Army forces, which witnesses say have been boosted by recent deployment of drones, took control on Tuesday of the radio and TV headquarters in Omdurman, across the River Nile from Khartoum and part of the wider capital. The RSF, a rival military faction that has had the upper hand in the conflict, had held the area since the first days of the war in April last year.
Though broadcasting from the radio and TV building had stopped, the advance extended the army's reach across the old centre of Omdurman - strategically important because it hosts military bases and has been a transit point for RSF resupplies.
Witnesses told Reuters that they had seen destroyed RSF vehicles and the bodies of RSF fighters near the broadcast complex on Wednesday.
"Our message to the Rapid Support rebels is that the armed forces and regular military services will go after you everywhere until victory is achieved," army chief General Abdel Fattah al-Burhan told troops at the Engineer Corps base in Omdurman late on Tuesday.
The army would continue to fight the RSF in other parts of the capital, and in the western region of Darfur and El Gezira state south of Khartoum - areas where the RSF made swift advances late last year - "until complete victory is achieved", Burhan said, according to a statement issued on Wednesday.
ROADSIDE MEAL
The army also released a video showing Burhan stopping in a convoy of Land Cruisers with heavily armed guards to break his Ramadan fast with residents on a roadside in Omdurman.
The army has signalled it will not consider international appeals for a ceasefire during Ramadan unless the RSF agrees to a major military withdrawal.
The war, which broke out over the terms of a plan for a political transition from military rule towards free elections, has caused more than 8 million people to flee their homes, creating the world's biggest displacement crisis.
The number of Sudanese estimated to be facing crisis levels of hunger - one stage before famine - has more than tripled in a year to nearly five million.
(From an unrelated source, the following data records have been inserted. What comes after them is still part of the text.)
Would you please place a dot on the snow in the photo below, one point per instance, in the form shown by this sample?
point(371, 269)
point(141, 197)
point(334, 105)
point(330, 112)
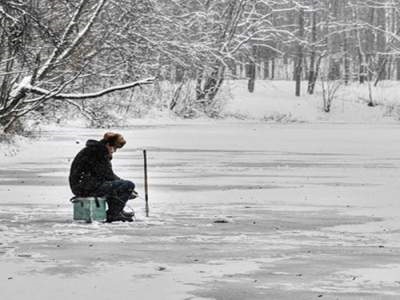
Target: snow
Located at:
point(297, 205)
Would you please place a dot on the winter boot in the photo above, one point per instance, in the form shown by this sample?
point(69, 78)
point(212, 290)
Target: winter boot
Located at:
point(118, 217)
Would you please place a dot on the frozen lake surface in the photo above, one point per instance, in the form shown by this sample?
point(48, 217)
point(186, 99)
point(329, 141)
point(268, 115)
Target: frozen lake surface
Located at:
point(238, 211)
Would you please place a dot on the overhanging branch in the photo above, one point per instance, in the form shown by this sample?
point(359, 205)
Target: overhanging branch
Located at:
point(41, 91)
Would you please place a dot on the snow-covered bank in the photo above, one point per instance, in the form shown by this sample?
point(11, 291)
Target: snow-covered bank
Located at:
point(274, 102)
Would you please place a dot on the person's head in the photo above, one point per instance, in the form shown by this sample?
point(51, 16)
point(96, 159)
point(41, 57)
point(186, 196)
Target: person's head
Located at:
point(113, 141)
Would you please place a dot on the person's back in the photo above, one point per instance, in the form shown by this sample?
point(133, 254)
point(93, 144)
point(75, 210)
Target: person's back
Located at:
point(90, 169)
point(91, 174)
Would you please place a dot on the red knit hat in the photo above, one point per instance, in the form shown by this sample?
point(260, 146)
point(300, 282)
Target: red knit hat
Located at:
point(114, 139)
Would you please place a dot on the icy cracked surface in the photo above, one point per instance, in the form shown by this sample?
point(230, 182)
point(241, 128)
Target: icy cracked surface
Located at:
point(238, 211)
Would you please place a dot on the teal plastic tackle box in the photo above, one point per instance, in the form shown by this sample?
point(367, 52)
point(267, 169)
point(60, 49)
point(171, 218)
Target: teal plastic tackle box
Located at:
point(89, 209)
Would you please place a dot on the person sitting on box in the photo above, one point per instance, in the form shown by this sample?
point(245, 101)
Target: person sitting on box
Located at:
point(91, 175)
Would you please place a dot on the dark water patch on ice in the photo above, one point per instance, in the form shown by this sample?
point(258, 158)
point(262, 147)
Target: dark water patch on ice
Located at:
point(325, 165)
point(206, 187)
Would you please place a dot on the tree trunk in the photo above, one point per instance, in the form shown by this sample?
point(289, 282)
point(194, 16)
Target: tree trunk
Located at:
point(299, 60)
point(311, 76)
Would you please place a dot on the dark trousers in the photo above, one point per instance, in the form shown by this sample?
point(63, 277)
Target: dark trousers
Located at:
point(117, 193)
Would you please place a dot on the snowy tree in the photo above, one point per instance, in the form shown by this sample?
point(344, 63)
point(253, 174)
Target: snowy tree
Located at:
point(46, 47)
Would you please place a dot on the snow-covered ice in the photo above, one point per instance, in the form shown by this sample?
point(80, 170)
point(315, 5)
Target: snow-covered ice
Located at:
point(309, 210)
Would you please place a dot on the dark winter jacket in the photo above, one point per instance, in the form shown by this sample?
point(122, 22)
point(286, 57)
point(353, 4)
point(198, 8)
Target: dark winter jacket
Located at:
point(91, 168)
Some in Omdurman have struggled to access food, though the army's recent gains eased the situation in at least one area.
On Wednesday, the international charity Save the Children said that about 220,000 severely malnourished children and over 7,000 new mothers in Sudan could die in the coming months from hunger unless more funding for humanitarian relief is provided.
Relief efforts have been badly hampered by denial of access and looting of aid supplies.
Fighting has also brought down the supply chain within Sudan for foods used to treat severely malnourished children, according to Save the Children.